The claim wasn't that a single airline sold a million dollars per day, but that a third party on seller sold a million euros worth of tickets a day.
Is that plausible?
Consider The City in the Sky:
Every day 100,000 flights criss-cross the globe with more than 1 million people in the air at any one time. Dallas Campbell and Dr Hannah Fry explore the world of aviation.
I'm a frequent flyer and I got a feeling that most airline ticket booking pages are broken in some way more than half the time. Maybe not often broken to the point that they're blank, but definitely broken to the point that booking a ticket isn't possible (I prefer blank, so that I don't waste like 30 minutes on not being able to book a ticket).
Also most of the internet seems often broken. Oh hello Nike webshop errors upon payment (on Black Friday) for which helpdesk's solution is: just use the App.
What always got me is that, for at least the first several years, Google couldn't get their store page to handle the load when they were releasing a new phone and it'd be crapping out for days.
Steam still craps out during large sales. I really wonder how Valve calculates that it's fine to keep losing out on (cumulatively) hours of sales each time.
Woa, and I always wonder why it's only me that seems to have to use the developer tools to enable that stupid submit button when I filled out every field on the page correctly, shaking my head and wondering how normal people use the internet. I keep thinking it's got to be something about using firefox instead of a big tech browser, my mouse gestures extension, I don't know but normal webshops are broken so often it's insane. Thanks for sharing that it's not just me!
I think the loss may not have been as much as you think; sure, nobody could buy tickets for a few hours, so theoretically the company lost millions of revenue during that time. But that assumes people wouldn't just try again later. Downtime does not, in practice, translate to losses I think.
I mean look at Twitter, which was famously down all the time back when it first launched due to it popularity and architecture. Did it mean people just stopped using Twitter? Some might, the vast majority and then some didn't.
Downtime isn't catastrophic or company-ending for online services. It may be for things in space or high-frequency trading software bankrupting the company, but that's why they have stricter checks and balances - in theory, in practice they're worse than most people's shitty CRUD webservices that were built with best practices learned from the space/HFT industries.

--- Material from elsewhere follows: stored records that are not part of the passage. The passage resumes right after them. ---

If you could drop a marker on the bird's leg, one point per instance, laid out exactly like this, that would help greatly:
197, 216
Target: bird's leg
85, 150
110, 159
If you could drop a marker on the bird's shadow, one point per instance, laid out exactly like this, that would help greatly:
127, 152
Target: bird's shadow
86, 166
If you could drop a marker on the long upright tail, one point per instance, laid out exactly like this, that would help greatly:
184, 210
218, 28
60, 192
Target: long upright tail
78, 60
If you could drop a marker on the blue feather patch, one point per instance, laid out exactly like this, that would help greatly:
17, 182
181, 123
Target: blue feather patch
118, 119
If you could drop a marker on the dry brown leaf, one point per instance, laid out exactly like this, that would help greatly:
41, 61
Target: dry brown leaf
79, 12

Even with HFT you’d have to have more than 50% of your trades go against you to lose any money, and you’ll probably have hedges, and losing some % of money will be within normal operation parameters. Shit happens! Links go down, hardware fails, bugs slip through no matter how diligent you are. (No I’m not looking to be hired by any HFT shops)

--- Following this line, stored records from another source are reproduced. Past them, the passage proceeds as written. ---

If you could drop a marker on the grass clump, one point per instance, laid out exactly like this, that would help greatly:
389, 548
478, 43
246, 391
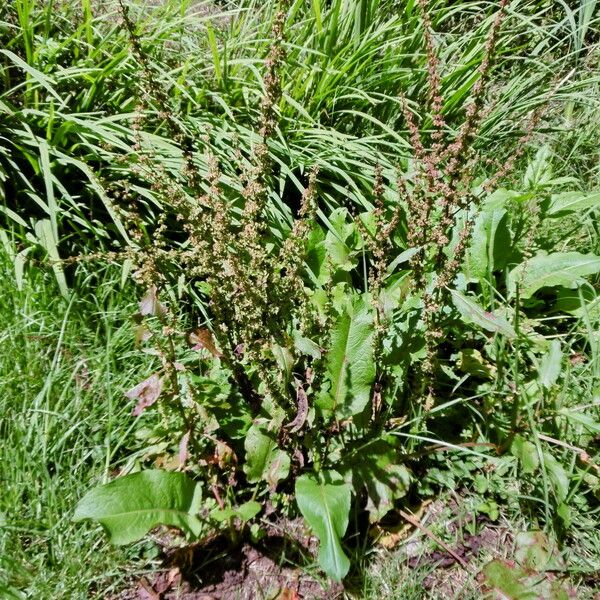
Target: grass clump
335, 276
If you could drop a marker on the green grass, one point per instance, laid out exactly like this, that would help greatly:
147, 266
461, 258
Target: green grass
67, 98
64, 425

Being an airline boss I would really have hoped the response would have been more in line with the ethos of a plane crash postmortem, i.e. find the system causes and fix those. Maybe you need a copilot when doing live deployments and that copilot had authority to stop the rollout. Along with the usual devops
guards.
This reminds me of that old joke that ends "Why would I fire you? We just spent millions training you!".

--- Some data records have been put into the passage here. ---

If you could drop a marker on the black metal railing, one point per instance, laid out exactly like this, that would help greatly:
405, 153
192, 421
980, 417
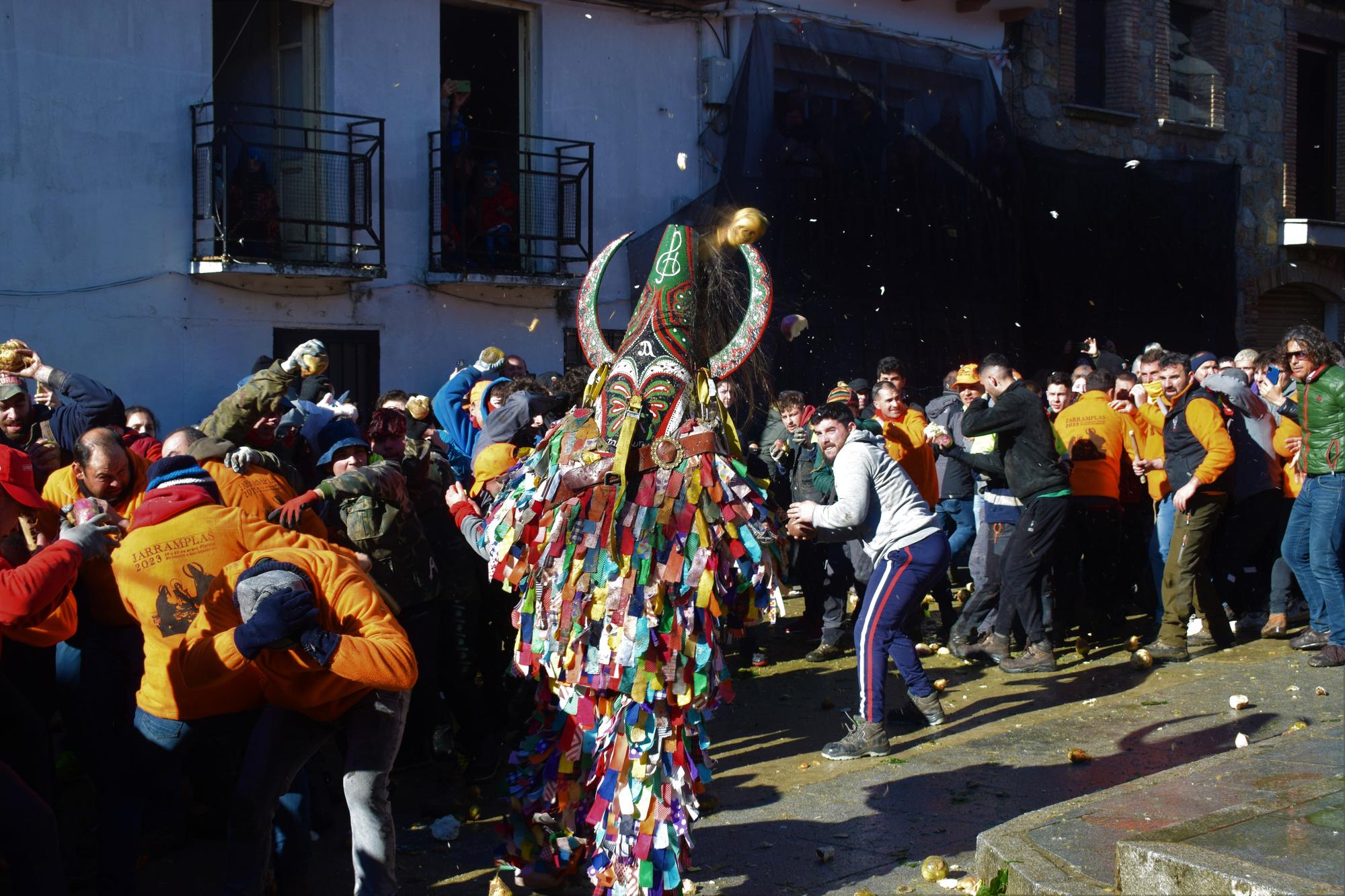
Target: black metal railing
287, 186
509, 202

People who take on high risk projects are underappreciated. But many managers prefer employees who can reliably deliver zero value, than those with positive expected value but non-zero variance.
There must be more people like you in those major airlines, as those sites go down all the damn time. 6 hours..??? The lufthansa desktop site didn't allow anyone book anything for like 3 weeks straight, you had to use the app instead.
Your company should definitely have had a production-identical staging environment if an hour of downtime means millions lost :D
That development would be an obvious investment that pays for itself. I’m in banking, and terrified of making even a slightly complex deployment without validating it in production first. (Complex here referring to that it might be dependent not just on code changes, but also environment).